X-linked hypophosphatemia (XLH) is caused by excess fibroblast growth factor 23 (FGF23), which suppresses renal tubular phosphate reabsorption and the renal production of 1,25 dihydroxy vitamin D. Burosumab, a human monoclonal immunoglobulin G1 antibody, binds to and inhibits the biological activity of FGF23 restoring renal phosphate reabsorption and increasing the serum concentration of 1,25 dihydroxy vitamin D.
Burosumab is administered as a subcutaneous injection. It exhibits linear pharmacokinetics across the dose range of 0.1 to 1 mg/kg. The elimination half-life after subcutaneous administration is approximately 19 days and the apparent clearance is 0.29 L/day. The apparent volume of distribution is 8 liters. Clearance and volume of distribution of burosumab increases with body weight. No significant difference in burosumab pharmacokinetics has been observed based on age. The exact pathway for burosumab metabolism has not been characterized, but it is expected to be degraded into small peptides and amino acids via catabolic pathways.

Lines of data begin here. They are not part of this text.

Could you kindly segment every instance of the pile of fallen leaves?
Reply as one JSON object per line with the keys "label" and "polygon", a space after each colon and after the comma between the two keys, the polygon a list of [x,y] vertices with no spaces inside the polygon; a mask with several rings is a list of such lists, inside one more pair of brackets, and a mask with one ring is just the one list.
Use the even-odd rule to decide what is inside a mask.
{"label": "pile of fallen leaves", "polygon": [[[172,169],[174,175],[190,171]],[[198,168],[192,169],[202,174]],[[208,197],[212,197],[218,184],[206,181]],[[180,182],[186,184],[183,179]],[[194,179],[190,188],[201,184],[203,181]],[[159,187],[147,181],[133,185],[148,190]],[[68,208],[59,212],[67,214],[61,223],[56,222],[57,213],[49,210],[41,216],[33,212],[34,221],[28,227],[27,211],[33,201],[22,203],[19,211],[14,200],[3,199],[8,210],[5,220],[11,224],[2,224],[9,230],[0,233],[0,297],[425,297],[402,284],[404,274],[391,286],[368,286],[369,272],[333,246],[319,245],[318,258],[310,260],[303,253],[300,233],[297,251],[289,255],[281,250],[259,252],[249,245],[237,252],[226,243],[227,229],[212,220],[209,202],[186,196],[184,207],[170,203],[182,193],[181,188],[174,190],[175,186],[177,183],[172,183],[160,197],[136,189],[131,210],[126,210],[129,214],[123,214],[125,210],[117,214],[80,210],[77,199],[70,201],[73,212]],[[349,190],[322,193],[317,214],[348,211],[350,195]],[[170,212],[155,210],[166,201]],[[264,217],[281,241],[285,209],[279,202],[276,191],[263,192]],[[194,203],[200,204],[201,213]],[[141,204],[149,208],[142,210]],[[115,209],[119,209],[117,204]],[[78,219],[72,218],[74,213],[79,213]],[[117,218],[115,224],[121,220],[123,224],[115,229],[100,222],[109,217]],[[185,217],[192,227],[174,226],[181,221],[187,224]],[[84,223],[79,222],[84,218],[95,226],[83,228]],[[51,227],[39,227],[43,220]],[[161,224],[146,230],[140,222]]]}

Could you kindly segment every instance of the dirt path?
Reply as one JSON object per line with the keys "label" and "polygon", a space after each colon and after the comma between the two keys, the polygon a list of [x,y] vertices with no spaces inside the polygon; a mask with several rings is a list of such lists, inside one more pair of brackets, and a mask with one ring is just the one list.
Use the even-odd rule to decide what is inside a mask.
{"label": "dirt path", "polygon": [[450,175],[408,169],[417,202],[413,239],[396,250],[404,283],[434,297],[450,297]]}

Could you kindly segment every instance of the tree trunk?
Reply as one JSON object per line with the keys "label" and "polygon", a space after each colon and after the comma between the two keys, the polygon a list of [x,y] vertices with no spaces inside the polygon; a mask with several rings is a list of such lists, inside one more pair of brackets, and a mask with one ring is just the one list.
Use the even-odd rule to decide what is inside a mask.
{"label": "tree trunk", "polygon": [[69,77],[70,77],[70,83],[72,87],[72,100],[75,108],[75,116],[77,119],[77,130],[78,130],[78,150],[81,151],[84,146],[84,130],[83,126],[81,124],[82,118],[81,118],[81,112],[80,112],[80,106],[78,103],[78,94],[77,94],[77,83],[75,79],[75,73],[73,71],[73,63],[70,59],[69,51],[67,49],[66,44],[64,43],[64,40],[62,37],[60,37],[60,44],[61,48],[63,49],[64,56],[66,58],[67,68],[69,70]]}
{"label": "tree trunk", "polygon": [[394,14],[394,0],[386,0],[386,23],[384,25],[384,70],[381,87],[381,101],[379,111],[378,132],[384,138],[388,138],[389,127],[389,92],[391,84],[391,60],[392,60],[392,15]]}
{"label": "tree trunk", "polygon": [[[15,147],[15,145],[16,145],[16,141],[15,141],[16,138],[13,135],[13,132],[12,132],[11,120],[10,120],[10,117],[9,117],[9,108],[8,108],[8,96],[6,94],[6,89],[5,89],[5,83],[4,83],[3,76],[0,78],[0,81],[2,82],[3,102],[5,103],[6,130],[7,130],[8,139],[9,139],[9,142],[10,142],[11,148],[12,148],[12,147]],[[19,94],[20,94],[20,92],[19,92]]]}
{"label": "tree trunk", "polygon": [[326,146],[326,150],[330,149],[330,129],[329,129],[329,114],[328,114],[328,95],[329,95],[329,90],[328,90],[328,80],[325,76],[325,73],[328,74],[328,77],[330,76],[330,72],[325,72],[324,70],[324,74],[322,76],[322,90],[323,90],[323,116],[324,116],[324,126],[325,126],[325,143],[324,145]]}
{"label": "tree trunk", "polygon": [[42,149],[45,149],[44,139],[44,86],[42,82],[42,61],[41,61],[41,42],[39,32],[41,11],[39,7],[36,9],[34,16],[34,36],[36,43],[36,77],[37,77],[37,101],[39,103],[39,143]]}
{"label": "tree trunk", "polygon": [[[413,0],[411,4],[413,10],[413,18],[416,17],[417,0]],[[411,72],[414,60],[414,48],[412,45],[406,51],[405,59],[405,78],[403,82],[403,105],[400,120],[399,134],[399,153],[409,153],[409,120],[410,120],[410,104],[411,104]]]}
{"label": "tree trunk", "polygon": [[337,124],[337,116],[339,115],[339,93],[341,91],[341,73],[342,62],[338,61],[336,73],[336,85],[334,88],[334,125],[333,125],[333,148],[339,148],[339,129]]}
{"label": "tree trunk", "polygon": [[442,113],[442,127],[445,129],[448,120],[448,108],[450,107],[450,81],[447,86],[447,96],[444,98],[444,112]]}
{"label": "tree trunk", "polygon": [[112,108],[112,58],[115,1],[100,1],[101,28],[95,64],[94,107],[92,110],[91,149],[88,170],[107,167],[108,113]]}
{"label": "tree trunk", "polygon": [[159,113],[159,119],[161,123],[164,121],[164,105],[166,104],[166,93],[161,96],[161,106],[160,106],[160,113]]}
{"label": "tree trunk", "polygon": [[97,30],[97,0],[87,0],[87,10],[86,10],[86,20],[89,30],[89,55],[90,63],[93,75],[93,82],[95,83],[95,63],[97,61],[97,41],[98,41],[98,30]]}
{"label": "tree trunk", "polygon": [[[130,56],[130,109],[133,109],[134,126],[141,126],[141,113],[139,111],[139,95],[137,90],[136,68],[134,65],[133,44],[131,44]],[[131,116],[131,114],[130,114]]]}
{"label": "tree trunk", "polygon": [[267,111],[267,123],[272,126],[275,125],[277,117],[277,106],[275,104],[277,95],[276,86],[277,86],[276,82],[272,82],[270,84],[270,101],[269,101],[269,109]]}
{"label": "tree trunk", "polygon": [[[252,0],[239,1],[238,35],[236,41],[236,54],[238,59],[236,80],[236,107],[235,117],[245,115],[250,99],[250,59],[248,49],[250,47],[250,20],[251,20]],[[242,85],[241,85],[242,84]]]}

-Route-Specific Pharmacokinetics
Subcutaneous Route
Burosumab exhibits linear pharmacokinetics across the dose range of 0.1 to 1 mg/kg subcutaneously. The mean steady state trough concentration is 5.8 (+/- 3.4) mcg/mL in adult patients with X-linked hypophosphatemia (XLH). The mean Tmax values range from 8 to 11 days. Based on a population pharmacokinetic analysis (PK), the PK parameters of burosumab were similar between patients with XLH and tumor-induced osteomalacia.
-Special Populations
Hepatic Impairment
The effect of hepatic impairment on burosumab pharmacokinetics is unknown.
Renal Impairment
The effect of renal impairment on burosumab pharmacokinetics is unknown. However, renal impairment can induce abnormal mineral metabolism which will increase phosphate concentrations greater than expected with burosumab alone. This increase may result in hyperphosphatemia which can induce nephrocalcinosis.
Pediatrics
The burosumab steady state trough concentration is 15.8 (+/- 0.4) mcg/mL and 11.2 (+/- 4.6) mcg/mL in pediatric patients with X-linked hypophosphatemia aged 5 to 12 years and 1 to 4 years, respectively.